Things have moved on and thanks to the likes of public figures such as Ruby Wax, Stephen Fry and Alistair Campbell, we can see our suffering mirrored in the public expression of these celebrities’ imperfect selves. It can be very comforting. Even royalty, with the stiffest of British upper lips, have – since the death of Princess Diana – become increasingly willing to expose their psychological struggles. So, it was no surprise to see my fellow traveller in grief express very similar feelings to my own last week. Prince William described how for him death always seems “just around the corner” and spoke vividly of the particular pain of losing a parent so young.  Yet, if they seem like simple words to utter, and Prince William has a natural, relaxed demeanour when he talks, make no mistake that “a pain like no other pain” is difficult to feel let alone speak out loud.   Sorrow and vulnerability are not blunted by privilege, and I’m sure that his array of powerful emotions often felt overwhelming and very far from normal. His bravery and candour in talking about them in front of cameras to a massive audience are truly admirable.

 

Whilst there are visible improvements in how we think about and tackle mental health, there is room for improvement. Statistics show some interesting gender-based differences.  Women are more likely to be diagnosed with mental health problems than men and 10% of mothers are experiencing them at any one time, versus 6% of fathers. In contrast, suicide rates are around three times higher in men than women (78% of suicides are among men).  Despite increased focus on men’s mental health, this differential persists and has existed for as long as data on deaths by suicide have been recorded.  The reasons for it reveal the damaging consequences of stereotyping of men and women. Men feel pressure to be strong and still find it more difficult than women to talk about their problems.
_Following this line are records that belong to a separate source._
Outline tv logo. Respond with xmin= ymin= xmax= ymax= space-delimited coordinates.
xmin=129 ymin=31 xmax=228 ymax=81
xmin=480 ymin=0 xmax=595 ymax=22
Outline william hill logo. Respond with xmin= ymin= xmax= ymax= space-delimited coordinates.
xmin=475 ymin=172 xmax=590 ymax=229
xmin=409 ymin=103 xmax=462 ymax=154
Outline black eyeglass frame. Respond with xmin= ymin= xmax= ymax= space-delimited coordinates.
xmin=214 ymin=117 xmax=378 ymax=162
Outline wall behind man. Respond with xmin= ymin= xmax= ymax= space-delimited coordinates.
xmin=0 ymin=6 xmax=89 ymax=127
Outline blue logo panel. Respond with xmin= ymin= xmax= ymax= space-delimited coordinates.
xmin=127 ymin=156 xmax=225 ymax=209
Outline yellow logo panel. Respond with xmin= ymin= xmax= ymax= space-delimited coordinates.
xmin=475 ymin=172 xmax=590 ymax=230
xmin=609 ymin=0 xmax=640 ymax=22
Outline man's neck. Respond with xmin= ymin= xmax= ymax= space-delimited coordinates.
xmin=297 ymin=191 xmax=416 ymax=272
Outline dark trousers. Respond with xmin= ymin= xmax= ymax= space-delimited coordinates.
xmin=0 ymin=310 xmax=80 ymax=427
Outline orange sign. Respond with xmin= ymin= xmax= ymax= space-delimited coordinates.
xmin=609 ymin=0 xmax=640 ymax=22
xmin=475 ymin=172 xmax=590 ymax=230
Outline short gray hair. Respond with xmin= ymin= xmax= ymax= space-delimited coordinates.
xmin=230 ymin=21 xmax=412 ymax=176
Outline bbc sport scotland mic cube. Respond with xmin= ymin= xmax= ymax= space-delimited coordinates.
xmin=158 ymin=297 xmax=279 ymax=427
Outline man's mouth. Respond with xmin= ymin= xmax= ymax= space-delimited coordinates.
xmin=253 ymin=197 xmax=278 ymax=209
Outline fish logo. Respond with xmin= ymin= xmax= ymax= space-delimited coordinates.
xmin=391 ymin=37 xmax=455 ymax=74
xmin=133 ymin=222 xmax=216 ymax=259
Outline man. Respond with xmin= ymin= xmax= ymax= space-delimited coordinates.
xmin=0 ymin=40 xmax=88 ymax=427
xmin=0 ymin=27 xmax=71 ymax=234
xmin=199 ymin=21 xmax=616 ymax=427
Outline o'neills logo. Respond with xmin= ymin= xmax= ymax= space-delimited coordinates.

At the same time they seem to be more susceptible to money worries (perhaps a hangover from pressure to be the provider). Men often focus on their careers over their relationships and can find themselves more isolated as they grow older.  All of this too frequently prevents men seeking the help they need to carry on.

 

Prince William wants to change the way men think and talk about their mental health.  This is an admirable aim and his Foundation’s work has contributed to a marked increase in awareness.  But sometimes just recognising you have a problem and talking to your family or friends are not enough. Processing them with the help of a professional becomes a necessity. Freud described his work not as talking therapy, but as “listening.” How you are heard matters. The increasing numbers of people now looking to be listened to by mental health professionals in the UK are likely to face long waits before they can get access to the therapies they need. The NHS has said that it cannot meet the country’s mental health service needs alone.

 

Other solutions may be at hand. Technology is often seen as the enemy of mental health with its addictive qualities and the uncensored, isolating nature of online communications. Yet, this modern equivalent of Freud’s “blank screen” offers as yet unexplored opportunities for service provision. Using your mobile as a therapeutic listening device might offer a more accessible and cost-effective route to better mental health which men (and many women) would find easier to engage with and integrate into their daily routines. This is my hope and the rationale for the new tryfreemind.com project which I am part of, looking at how the processes Freud devised can be re-invented for the virtual world.  

 

Despite the challenges increased demand for mental health services bring, we should celebrate the progress we are making in recognising our imperfect selves as the new normal and bringing them into the light. It is a big step forward.